The amount of data created globally is expected to grow to more than 180 zettabytes by 2025. For context, 1ZB is equal to a trilliant gigabyte. It should hardly be a surprise that organisations are under immense pressure to manage this ever-swelling sea of data to extract meaningful insights for competitive advantage as quickly as possible.
By Rowen Grierson, senior director at Nutanix
Take the healthcare sector as an example. Providers must be agile to respond to fast-changing demands for disease surveillance, biomedical research, and population health. They must also continue to collect and analyse disparate data to drive research, track the spread of diseases, and monitor medical supply chains while continually improving healthcare to deliver better patient outcomes.
Across industries, the rise of edge computing results in machines creating data at faster rates. This drives an equally high demand for storage growth. Invariably, companies must manage the complexity of scaling for the copious amounts of data generated while trying to mitigate the risk of perpetuating siloed storage environments.
These legacy solutions reduce the visibility organisations have of their data which minimises its potential for analysis and fresh insights. Ultimately, the benefits of generating this data to begin with are nullified by this inability to act.
Structured versus unstructured
Before developing strategies that consolidate data for competitive intelligence, decision-makers must understand the differences between structured and unstructured data. Yes, they have technical experts in managing the nuts and bolts of implementation and management. Still, they must be able to provide the direction needed to empower these specialists to extract value from data consolidation.
As the name suggests, structured data is information that can be neatly organised into a set structure. Think of spreadsheets with their tidy rows and columns. Relational databases such as those used in placing retail product orders, making hotel reservations, or setting up bank accounts are all examples of this. People can read and understand this data, and it does not require any specialised training to use.
However, because it is predefined, the data can only be used for its originally intended purposes. Furthermore, relational databases cannot quickly grow their storage capacity as this negatively impacts on the query and, in turn, application performance.
For its part, unstructured data is everything else that does not fit neatly into a row and column format. Think social media content, audio recordings, video footage, email, chat transcripts, and so on. Gartner estimates that unstructured data make up 80% of all enterprise data. Because unstructured data has no predefined model, traditional tools developed for structured data cannot process and analyse it.
Typically, this data is stored on flash drives, local servers, and data lakes. It, therefore, requires specialised, advanced tools and solutions to analyse it and extract value in meaningful ways to make insights actionable.
However, given its nature, this data is easy to collect, storage is massively scalable, and it provides tremendous flexibility in how it can be used. Unstructured data is where the gold nuggets are hidden, just waiting to be discovered.
Managing complexities
To address the challenges of managing structured and unstructured data, organisations need to consider a new operating model that delivers a more consistent platform spanning disparate databases and clouds. Part of this can also entail turning towards an on-premises database-as-a-service architecture. Combining virtualised and on-premises solutions are essential considering that some workloads remain on bare-metal servers due to their licensing constraints, sensitivity, application portability, or investments in existing infrastructure.
Implementing a database management solution that delivers cloud-like services capable of integrating with a foundational IT infrastructure can be a game-changer. This will empower the business to manage its databases through an API or user interface, making it more scalable while simplifying operations and saving staff time to process and analyse the data. It also allows for the introduction of an abstraction layer above existing heterogeneous database technology. This helps to alleviate worries about how disparate databases interact with the current infrastructure.

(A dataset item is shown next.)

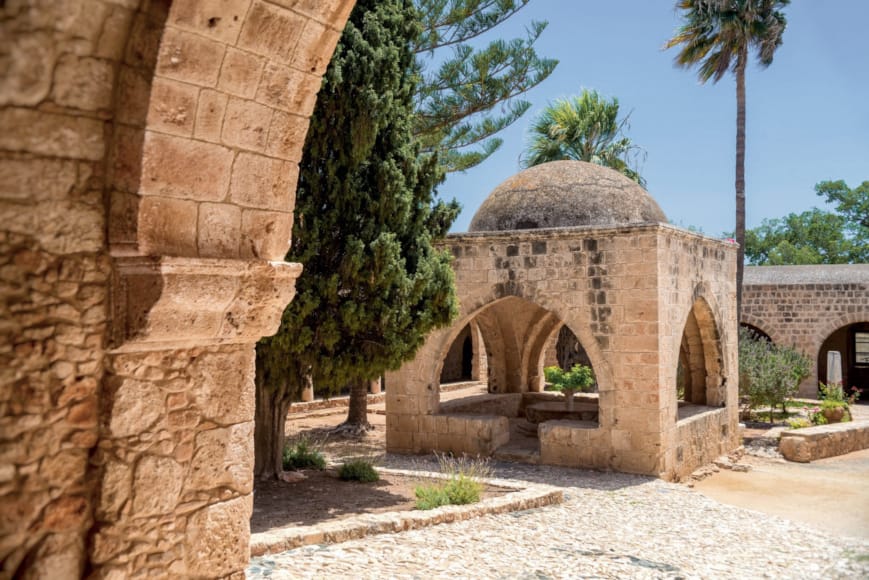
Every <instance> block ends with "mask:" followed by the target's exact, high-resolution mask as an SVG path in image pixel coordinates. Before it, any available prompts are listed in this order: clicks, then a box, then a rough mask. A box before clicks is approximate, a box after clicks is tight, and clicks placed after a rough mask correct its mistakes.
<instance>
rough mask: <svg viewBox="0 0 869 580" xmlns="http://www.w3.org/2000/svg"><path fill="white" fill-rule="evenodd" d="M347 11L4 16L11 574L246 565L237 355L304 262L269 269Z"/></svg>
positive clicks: (248, 430) (207, 566)
mask: <svg viewBox="0 0 869 580" xmlns="http://www.w3.org/2000/svg"><path fill="white" fill-rule="evenodd" d="M352 6H353V1H352V0H330V1H327V2H293V1H281V0H276V1H275V2H265V1H262V0H226V1H218V0H206V1H194V0H175V1H174V2H171V1H170V0H111V1H108V0H83V1H80V2H74V3H64V2H61V3H17V4H16V5H15V6H9V5H7V6H6V7H5V8H4V10H7V11H8V12H7V14H4V17H5V18H6V20H5V21H4V26H5V28H4V32H8V33H9V36H8V37H5V38H8V41H9V44H8V50H9V53H10V54H9V59H10V62H11V63H12V69H11V71H9V73H8V74H7V75H5V76H4V78H3V79H2V80H0V125H2V127H3V131H2V133H0V161H2V163H3V170H2V171H0V221H2V223H3V225H2V232H0V256H3V260H4V264H5V263H6V260H7V257H9V260H11V261H10V264H11V266H12V267H11V268H8V267H7V268H5V269H4V274H3V276H2V279H0V294H2V295H3V296H4V297H6V296H13V297H16V298H15V301H16V302H17V303H18V306H16V308H15V310H14V311H9V312H6V311H5V310H4V311H3V312H2V313H0V314H2V317H3V319H4V321H5V320H9V321H10V325H9V329H8V332H6V331H4V333H3V334H2V340H0V342H2V343H3V346H4V349H2V352H8V353H13V354H11V355H2V356H3V360H2V361H0V367H2V368H4V369H8V370H6V371H5V372H6V373H7V374H6V375H4V376H3V389H4V393H3V394H4V400H5V399H6V398H8V397H10V396H11V397H12V398H13V399H18V398H21V397H22V396H23V395H25V392H24V391H23V390H22V389H29V390H30V391H31V394H30V395H27V396H26V399H27V400H28V401H29V402H28V403H27V405H26V406H16V405H12V406H11V407H10V411H9V412H10V413H11V415H10V416H9V417H4V418H3V419H4V420H12V418H13V417H14V418H15V420H16V422H17V423H18V424H20V425H30V426H31V427H29V428H26V429H23V430H20V433H19V440H20V441H21V449H20V450H19V452H18V453H16V454H15V456H14V459H13V460H12V464H13V468H14V469H15V470H16V472H17V470H18V469H28V470H31V471H32V470H35V475H34V478H31V480H32V481H36V479H35V478H38V479H39V481H42V482H43V484H40V485H42V487H40V486H34V485H32V484H31V485H29V487H28V490H27V491H24V490H23V489H20V488H14V489H12V490H11V491H9V492H7V493H5V494H4V495H7V496H8V497H12V498H14V499H15V500H16V501H18V502H20V503H22V504H23V505H30V506H33V509H32V510H25V511H23V512H20V521H17V522H16V526H15V527H17V528H18V529H20V530H21V532H20V538H17V539H11V540H10V541H9V542H8V544H7V545H12V546H14V548H13V549H12V550H11V551H8V552H4V553H3V554H2V559H3V561H4V566H5V567H4V572H8V573H9V574H12V575H14V574H15V573H16V572H18V573H24V572H25V571H26V572H27V573H29V574H31V575H34V576H51V577H60V576H57V574H56V572H57V570H58V568H57V566H58V565H61V564H62V565H63V570H64V573H69V574H71V575H74V576H75V575H78V573H80V571H81V570H82V569H83V568H84V567H85V566H86V565H87V567H88V568H89V569H91V570H92V571H94V573H95V574H98V575H109V574H116V575H119V576H124V577H127V576H132V575H134V574H135V573H140V574H147V573H148V570H149V569H153V571H159V572H160V573H168V574H171V575H173V576H177V577H184V576H187V575H190V574H209V575H213V576H227V575H232V574H238V573H240V571H241V570H242V568H243V567H244V566H245V564H246V561H247V554H248V552H247V542H248V535H249V531H248V527H249V524H248V519H249V512H250V488H251V483H252V479H251V477H252V473H251V469H250V465H249V457H248V456H250V455H251V454H252V441H251V438H252V435H251V429H250V426H251V420H252V412H253V392H252V383H251V381H252V374H253V344H254V342H255V341H256V340H257V339H258V338H259V337H260V336H262V335H264V334H268V333H271V332H274V330H275V328H276V327H277V324H278V320H279V317H280V312H281V310H282V309H283V307H284V305H285V304H286V303H287V302H288V301H289V299H290V298H291V296H292V293H293V283H294V280H295V278H296V277H297V276H298V274H299V272H300V269H301V268H300V267H299V266H298V265H292V264H283V263H280V260H282V259H283V256H284V253H285V252H286V250H287V248H288V247H289V235H290V231H291V226H292V204H293V192H294V189H295V180H296V168H295V166H296V163H297V162H298V160H299V158H300V153H301V148H302V146H303V143H304V135H305V132H306V130H307V118H308V116H309V115H310V113H311V110H312V109H313V105H314V102H315V99H316V92H317V90H318V89H319V84H320V77H321V75H322V73H323V71H324V70H325V68H326V66H327V64H328V61H329V58H330V55H331V53H332V51H333V49H334V46H335V44H336V42H337V40H338V37H339V35H340V31H341V29H342V27H343V25H344V22H345V21H346V18H347V17H348V15H349V12H350V10H351V8H352ZM3 308H4V309H5V308H6V306H3ZM7 344H8V345H9V348H8V349H6V348H5V347H6V345H7ZM22 345H26V346H27V350H25V349H23V348H22ZM27 353H29V354H27ZM104 371H106V372H104ZM22 400H24V399H22ZM58 417H60V419H59V420H58ZM23 418H26V419H27V420H26V421H22V419H23ZM4 425H5V423H4ZM5 428H6V427H5V426H4V429H5ZM34 437H40V438H41V439H42V440H44V441H48V442H49V443H47V444H46V445H45V446H42V447H40V446H37V445H35V444H34V443H33V438H34ZM98 443H99V445H98V449H99V451H98V452H96V453H95V454H94V457H93V460H92V464H93V465H94V467H93V468H88V463H89V460H88V456H89V453H90V450H91V449H93V448H95V447H97V444H98ZM60 459H62V461H61V462H58V461H59V460H60ZM52 466H53V467H52ZM58 467H62V469H61V470H60V471H58ZM43 472H44V473H43ZM52 514H53V515H52ZM170 516H171V518H172V521H173V522H175V523H174V524H173V525H172V526H171V529H168V528H166V527H165V525H164V522H165V520H166V519H167V517H170ZM46 518H49V519H51V521H52V523H51V525H44V526H43V525H40V524H39V522H40V520H45V519H46ZM92 521H95V522H96V529H97V530H98V531H96V533H93V534H91V535H90V538H89V539H88V531H87V530H88V527H89V526H90V525H91V522H92ZM37 529H38V530H43V531H41V532H38V533H31V532H30V531H28V530H37ZM142 538H152V539H153V540H149V541H152V544H149V542H148V541H144V540H141V539H142ZM158 538H159V545H158ZM86 544H89V545H90V552H89V553H88V554H86V553H85V545H86ZM151 552H153V553H157V552H160V553H162V554H165V556H164V557H162V558H161V560H160V561H159V562H153V561H150V560H149V559H148V558H146V555H147V554H148V553H151ZM22 562H26V564H25V567H26V570H24V569H23V568H20V566H21V563H22ZM76 569H77V570H78V571H76Z"/></svg>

Such a database management solution can also simplify database operations to let a business spin up many common databases as required. This ensures the company can scale up computing and storage and adjust to shut it down quickly when no longer needed. Perhaps most importantly, this solution can centralise data with a single management plane across all business databases. For instance, a company can quickly get a backup snapshot of an Oracle database the same way it can get one for a MySQL database.
Consolidating storage and the associated data on a private cloud solution removes data siloes and allows the company to embrace a more service-oriented architecture. Doing so provides IT teams with a unified management plan that enables easy file, block, and object storage while delivering the analysis required to unlock business intelligence.